Question

The height \( S \) of the ball at time \( t \) seconds is modeled by the function:

\[ S(t) = 112 + 64t - 16t^2 \]

Where:
- \( S(t) \) is the height of the ball in feet,
- \( t \) is the time in seconds,
- The ball starts 112 feet above the ground,
- It has an initial velocity of 64 feet per second,
- The term \( -16t^2 \) represents the effect of gravity on the ball, causing it to decelerate.
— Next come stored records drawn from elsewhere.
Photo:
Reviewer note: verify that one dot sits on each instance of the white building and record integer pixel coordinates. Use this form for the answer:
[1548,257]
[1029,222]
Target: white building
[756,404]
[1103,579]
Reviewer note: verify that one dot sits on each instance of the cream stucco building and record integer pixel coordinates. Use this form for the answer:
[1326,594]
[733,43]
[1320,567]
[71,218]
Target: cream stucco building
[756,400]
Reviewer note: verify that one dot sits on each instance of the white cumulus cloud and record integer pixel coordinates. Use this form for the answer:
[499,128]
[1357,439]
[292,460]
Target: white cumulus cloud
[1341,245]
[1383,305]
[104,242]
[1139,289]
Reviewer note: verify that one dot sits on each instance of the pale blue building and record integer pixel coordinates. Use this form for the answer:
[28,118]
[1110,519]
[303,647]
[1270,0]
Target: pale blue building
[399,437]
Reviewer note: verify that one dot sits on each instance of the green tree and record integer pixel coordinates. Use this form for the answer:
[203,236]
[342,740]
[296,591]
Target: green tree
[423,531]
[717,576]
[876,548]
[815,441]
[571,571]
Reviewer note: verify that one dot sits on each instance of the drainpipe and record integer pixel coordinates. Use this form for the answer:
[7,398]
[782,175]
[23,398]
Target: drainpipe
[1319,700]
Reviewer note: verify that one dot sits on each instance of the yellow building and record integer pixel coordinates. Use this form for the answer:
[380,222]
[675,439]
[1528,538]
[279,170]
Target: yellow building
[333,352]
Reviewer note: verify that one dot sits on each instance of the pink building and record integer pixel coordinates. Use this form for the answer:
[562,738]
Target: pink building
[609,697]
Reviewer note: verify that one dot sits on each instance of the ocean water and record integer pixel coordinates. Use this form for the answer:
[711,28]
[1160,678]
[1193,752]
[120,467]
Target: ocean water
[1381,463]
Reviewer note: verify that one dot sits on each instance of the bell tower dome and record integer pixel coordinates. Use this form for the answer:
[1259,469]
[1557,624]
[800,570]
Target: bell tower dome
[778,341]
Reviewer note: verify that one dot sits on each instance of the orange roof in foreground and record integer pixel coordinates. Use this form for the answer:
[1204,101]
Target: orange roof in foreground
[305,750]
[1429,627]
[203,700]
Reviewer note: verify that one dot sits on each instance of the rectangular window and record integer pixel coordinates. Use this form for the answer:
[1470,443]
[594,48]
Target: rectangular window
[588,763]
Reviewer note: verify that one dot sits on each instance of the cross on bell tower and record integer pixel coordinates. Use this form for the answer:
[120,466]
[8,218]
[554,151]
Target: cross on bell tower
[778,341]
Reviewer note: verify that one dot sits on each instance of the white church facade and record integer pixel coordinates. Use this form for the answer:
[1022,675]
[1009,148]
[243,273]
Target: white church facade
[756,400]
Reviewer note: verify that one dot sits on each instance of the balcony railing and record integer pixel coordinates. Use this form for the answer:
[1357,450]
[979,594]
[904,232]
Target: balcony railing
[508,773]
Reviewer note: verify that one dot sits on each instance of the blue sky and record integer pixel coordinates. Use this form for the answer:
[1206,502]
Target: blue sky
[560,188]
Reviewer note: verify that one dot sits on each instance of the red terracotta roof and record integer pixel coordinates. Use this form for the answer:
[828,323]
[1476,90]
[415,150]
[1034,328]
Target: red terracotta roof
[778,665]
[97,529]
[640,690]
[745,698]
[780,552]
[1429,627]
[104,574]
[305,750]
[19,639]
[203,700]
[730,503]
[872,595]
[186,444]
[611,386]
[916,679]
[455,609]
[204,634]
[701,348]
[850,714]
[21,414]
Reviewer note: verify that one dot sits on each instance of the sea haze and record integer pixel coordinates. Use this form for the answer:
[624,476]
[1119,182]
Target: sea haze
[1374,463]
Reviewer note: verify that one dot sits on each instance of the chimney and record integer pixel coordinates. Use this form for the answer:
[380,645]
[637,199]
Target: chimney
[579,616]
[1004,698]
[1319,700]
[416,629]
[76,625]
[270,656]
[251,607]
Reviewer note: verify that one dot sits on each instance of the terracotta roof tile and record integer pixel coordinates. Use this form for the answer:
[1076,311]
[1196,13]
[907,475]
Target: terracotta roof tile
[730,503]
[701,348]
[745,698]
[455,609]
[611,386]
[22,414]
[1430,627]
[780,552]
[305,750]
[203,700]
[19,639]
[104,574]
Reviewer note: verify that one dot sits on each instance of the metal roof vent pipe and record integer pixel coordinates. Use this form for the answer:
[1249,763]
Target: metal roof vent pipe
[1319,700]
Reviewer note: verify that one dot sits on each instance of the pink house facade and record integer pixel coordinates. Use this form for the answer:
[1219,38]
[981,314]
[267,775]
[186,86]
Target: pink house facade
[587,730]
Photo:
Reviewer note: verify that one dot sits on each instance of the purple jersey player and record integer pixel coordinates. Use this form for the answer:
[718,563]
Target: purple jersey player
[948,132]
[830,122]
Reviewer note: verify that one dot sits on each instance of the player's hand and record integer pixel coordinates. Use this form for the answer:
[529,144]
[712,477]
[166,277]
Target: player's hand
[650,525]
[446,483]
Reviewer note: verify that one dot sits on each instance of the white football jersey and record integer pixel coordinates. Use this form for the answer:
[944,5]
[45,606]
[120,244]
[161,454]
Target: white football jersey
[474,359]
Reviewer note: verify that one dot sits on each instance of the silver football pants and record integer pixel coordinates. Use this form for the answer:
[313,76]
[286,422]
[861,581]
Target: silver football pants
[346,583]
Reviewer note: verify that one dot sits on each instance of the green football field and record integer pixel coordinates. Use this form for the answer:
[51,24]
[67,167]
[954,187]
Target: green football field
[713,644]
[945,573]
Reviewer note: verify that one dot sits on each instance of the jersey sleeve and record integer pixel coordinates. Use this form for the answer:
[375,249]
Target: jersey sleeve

### Key Points of the Function

1. **Finding the Height at Specific Times:**
- You can substitute different values of \( t \) into the equation to find out how high the ball is at that specific time.

2. **Maximum Height:**
- To find the time at which the ball reaches its maximum height, you can use the vertex formula for a quadratic function. The time at which it reaches its maximum height \( t \) can be found using:
\[
t = -\frac{b}{2a}
\]
where \( a = -16 \) and \( b = 64 \):
\[
t = -\frac{64}{2 \cdot -16} = 2 \text{ seconds}
\]
Then, substitute \( t = 2 \) back into the height function to find the maximum height:
\[
S(2) = 112 + 64(2) - 16(2^2)
\]
\[
S(2) = 112 + 128 - 64 = 176 \text{ feet}
\]
So the maximum height of the ball is 176 feet.

3. **Finding When the Ball Hits the Ground:**
- To find when the ball hits the ground, set \( S(t) = 0 \):
\[
0 = 112 + 64t - 16t^2
\]
Rearranging gives:
\[
16t^2 - 64t - 112 = 0
\]
Dividing the entire equation by 16:
\[
t^2 - 4t - 7 = 0
\]
Using the quadratic formula \( t = \frac{-b \pm \sqrt{b^2 - 4ac}}{2a} \):
\[
t = \frac{-(-4) \pm \sqrt{(-4)^2 - 4 \cdot 1 \cdot (-7)}}{2 \cdot 1}
\]
\[
t = \frac{4 \pm \sqrt{16 + 28}}{2} = \frac{4 \pm \sqrt{44}}{2}
\]
\[
t = \frac{4 \pm 2\sqrt{11}}{2} = 2 \pm \sqrt{11}
\]
Since time cannot be negative, we take the positive value:
\[
t = 2 + \sqrt{11} \approx 5.32 \text{ seconds}
\]

### Summary
- The maximum height of the ball is 176 feet, reached at 2 seconds.
- The ball hits the ground approximately 5.32 seconds after being thrown.